Prince Andrew warned speaking to FBI about Epstein links would only dig him deeper into paedo scandal

PRINCE Andrew has been warned speaking to the FBI about his links to shamed paedophile Jeffrey Epstein could prove risky.

A leading lawyer says the under-fire royal should "plead the fifth" unless promised immunity from prosecution in the US.

Former prosecutor Julie Rendelman said she would advise clients to be wary if subpoenaed by a grand jury if there is any possibility they are the subject of an investigation.

“Unless they’re being given immunity, then as an attorney who believes that a client potentially has risk of criminality or criminal liability, I would tell them to plead the fifth,” Rendelman told the Guardian, referring to the right against self-incrimination.

“There’s nothing to be gained by talking to a grand jury without immunity in those circumstances.”

Any decision to even meet with the US authorities would depend on whether or not a client has a “serious risk of facing imminent criminal charges," she added.

If Andrew were successfully served with a subpoena to appear in court he would in theory have to comply.

However, it is far more difficult to physically serve him outside the US – particularly as he is always surrounded by security officers.

In his statement announcing his departure from public duties, the Duke of York said: “Of course, I am willing to help any appropriate law enforcement agency with their investigations, if required.”

However, other legal experts have also voiced similar views about the prospect him voluntarily meeting with federal investigators.

“I see the downside to be larger than the upside for him,” said David Weinstein, a former federal prosecutor who now practices white-collar criminal defence at Hinshaw & Culbertson.

“It’s the way the questions are asked, the way he answers the questions.”

Last month we reported on claims the Prince could be forced to given evidence over his shocking relationship with Epstein.

A US lawyer for five of the shamed tycoon's victims is preparing evidence for a legal move which would require he appears in a British court to tell what he knows.

Lisa Bloom said the Prince had been an “enabler”of Epstein’s crimes and should now co-operate in full with the authorities.

And she told the Sunday Times if he won’t testify voluntarily, she is ready to get a court order requiring him to give evidence.

“I hope we don’t have to subpoena him. We certainly could . . . if we determine that he has relevant information to our cases," she said.

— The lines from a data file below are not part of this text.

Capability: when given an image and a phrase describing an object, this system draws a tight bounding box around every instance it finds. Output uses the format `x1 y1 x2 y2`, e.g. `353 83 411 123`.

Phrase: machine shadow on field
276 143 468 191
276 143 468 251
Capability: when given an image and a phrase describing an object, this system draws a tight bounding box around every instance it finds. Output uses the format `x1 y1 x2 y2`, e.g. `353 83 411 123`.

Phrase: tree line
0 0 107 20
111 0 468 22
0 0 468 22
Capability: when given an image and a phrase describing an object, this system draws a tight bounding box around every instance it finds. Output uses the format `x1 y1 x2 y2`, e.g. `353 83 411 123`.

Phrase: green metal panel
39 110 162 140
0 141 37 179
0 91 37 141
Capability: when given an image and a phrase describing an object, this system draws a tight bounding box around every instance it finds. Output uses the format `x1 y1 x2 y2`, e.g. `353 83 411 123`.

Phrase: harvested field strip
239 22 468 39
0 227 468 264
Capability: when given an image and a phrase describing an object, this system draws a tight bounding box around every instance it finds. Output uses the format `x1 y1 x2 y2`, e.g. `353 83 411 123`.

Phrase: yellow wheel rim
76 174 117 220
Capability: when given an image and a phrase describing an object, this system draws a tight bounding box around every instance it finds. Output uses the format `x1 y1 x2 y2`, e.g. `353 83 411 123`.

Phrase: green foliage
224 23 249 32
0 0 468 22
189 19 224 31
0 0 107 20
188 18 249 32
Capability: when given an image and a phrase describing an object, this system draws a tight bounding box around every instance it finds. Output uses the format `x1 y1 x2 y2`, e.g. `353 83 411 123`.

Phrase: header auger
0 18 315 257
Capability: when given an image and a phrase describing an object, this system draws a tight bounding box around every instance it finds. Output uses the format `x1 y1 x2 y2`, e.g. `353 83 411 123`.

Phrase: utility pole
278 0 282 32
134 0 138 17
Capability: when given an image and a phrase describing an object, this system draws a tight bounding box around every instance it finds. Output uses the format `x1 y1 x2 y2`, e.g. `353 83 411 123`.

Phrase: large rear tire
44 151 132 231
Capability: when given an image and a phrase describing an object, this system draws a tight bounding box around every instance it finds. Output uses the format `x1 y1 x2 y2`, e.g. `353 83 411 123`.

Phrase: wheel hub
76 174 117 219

"I would fly to the UK and take his deposition. This happens all the time . . . it’s only unusual because it’s Prince Andrew.”

It has already been reported the Prince is preparing to talk to the FBI about Epstein as the palace fears a US court summons is ‘imminent’.

The Duke of York made the unprecedented move of stepping back from public life after a BBC interview about his relationship with the disgraced US financier spectacularly backfired.

Andrew was also hoping to draw a line under allegations made by Virginia Roberts, one of Epstein's "sex slaves" who claimed she had sex with Andrew three times.

She is expected to make new claims abount the royal in an hour-long BBC Panorama special to be screened tonight.

A TV source said: “If people thought Newsnight was a disaster for the duke this is really going to put the cat amongst the pigeons. It is a fantastic programme and will cause ramifications.’’

Andrew has categorically denied allegations he had sex with Virgina when she was 17, and claimed during the interview he was in Pizza Express in Woking during one of the alleged encounters.

But just four days after the "car crash" interview, the Queen summoned her favourite son to Buckingham Palace to strip him of all royal duties.